CVE-2016-15047: AVTECH CloudSetup.cgi Authenticated Command Injection

AVTECH devices that include the CloudSetup.cgi management endpoint are vulnerable to authenticated OS command injection. The `exefile` parameter in CloudSetup.cgi is passed to the underlying system command execution without proper validation or whitelisting. An authenticated attacker who can invoke this endpoint can supply crafted input to execute arbitrary system commands as root. Successful exploitation grants full control of the device, and - depending on deployment and whether the device stores credentials or has network reachability to internal systems - may enable credential theft, lateral movement, or data exfiltration. The archived SEARCH-LAB disclosure implies that this vulnerability was remediated in early 2017, but AVTECH has not defined an affected version range.
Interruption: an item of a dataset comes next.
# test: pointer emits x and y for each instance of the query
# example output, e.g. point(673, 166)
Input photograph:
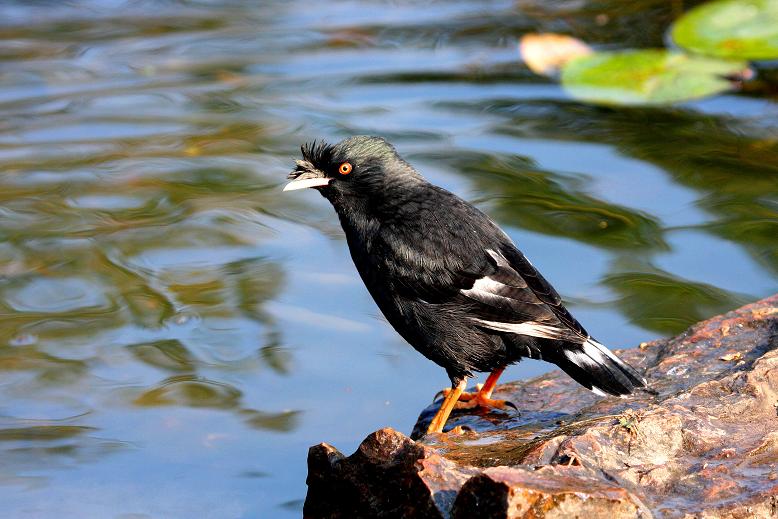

HighCVSS 8.7Not KEV-listedUpdated
Glexia's TakeAutomated analysishigh

Security readout for executives and security teams

Plain-English summary

AVTECH security cameras, NVRs, and DVRs have a flaw in their cloud setup web page that lets a logged-in user run any command on the device with full root control. Attackers have actively targeted these devices to install Linux malware and recruit them into botnets, so any AVTECH gear reachable from the internet is a real business risk.

Executive priority

Treat as a high-priority remediation for any business operating AVTECH cameras or recorders, particularly if these devices are reachable from the internet or share networks with sensitive systems. Compromise leads to full device takeover and a credible pivot point into the broader environment.

Technical view

CloudSetup.cgi passes the `exefile` parameter into a system shell call without sanitization (CWE-78), enabling authenticated OS command injection that runs as root. CVSS 4.0 scores it 8.7 (AV:N/AC:L/PR:L). Exploit code is public on Exploit-DB (40500), and Trend Micro and SonicWall have documented in-the-wild exploitation. AVTECH has not published a definitive affected version range; SEARCH-LAB indicates remediation occurred in early 2017.

Likely exposure

Internet-exposed AVTECH IP cameras, NVRs, and DVRs running firmware that ships CloudSetup.cgi, especially older or never-updated units. Default or weak credentials on these appliances substantially raise exposure because an authenticated session is the only barrier to root command execution.

Exploitation context

Not in CISA KEV, but Trend Micro and SonicWall have documented active exploitation of AVTECH CGI flaws by Linux malware and botnets. A public exploit module exists on Exploit-DB (40500) and VulnCheck has issued its own advisory. Authentication is required, but weak or default device credentials make that barrier easy to clear.

Researcher notes

Affected version range is undefined in CVE data; AVTECH has not enumerated impacted models or firmware. SEARCH-LAB's archived disclosure suggests early-2017 remediation, but verify per-device. CWE-78 in CloudSetup.cgi `exefile` parameter; CVSS 4.0 vector indicates network-reachable, low-complexity, low-privilege exploitation with high confidentiality, integrity, and availability impact on the device scope.

Mitigation direction

  • Inventory all AVTECH IP cameras, NVRs, and DVRs and confirm firmware level with the vendor.
  • Remove direct internet exposure of device management interfaces; place behind VPN or ACL.
  • Replace default and shared device credentials with strong, unique passwords.
  • Apply the latest AVTECH firmware and follow vendor guidance, since no fixed version is named in sources.
  • Segment camera and DVR networks from corporate, OT, and credential stores to limit blast radius.
  • Monitor outbound traffic from these devices for botnet C2 indicators referenced by Trend Micro and SonicWall.

Validation and detection

  • Identify devices that expose CloudSetup.cgi via authenticated configuration review or vendor documentation.
  • Check device firmware build dates against the SEARCH-LAB early-2017 remediation window.
  • Review authentication logs for unexpected logins preceding configuration or process changes.
  • Hunt for known AVTECH-targeting malware indicators published by Trend Micro and SonicWall.
  • Confirm management interfaces are not reachable from the public internet using an external scan.
  • Validate that credential rotation and network segmentation controls are enforced on each device.
Prepared
Confidence
medium
Sources
8

Generated from the cited source records. This long-tail analysis has not been individually reviewed by a named human.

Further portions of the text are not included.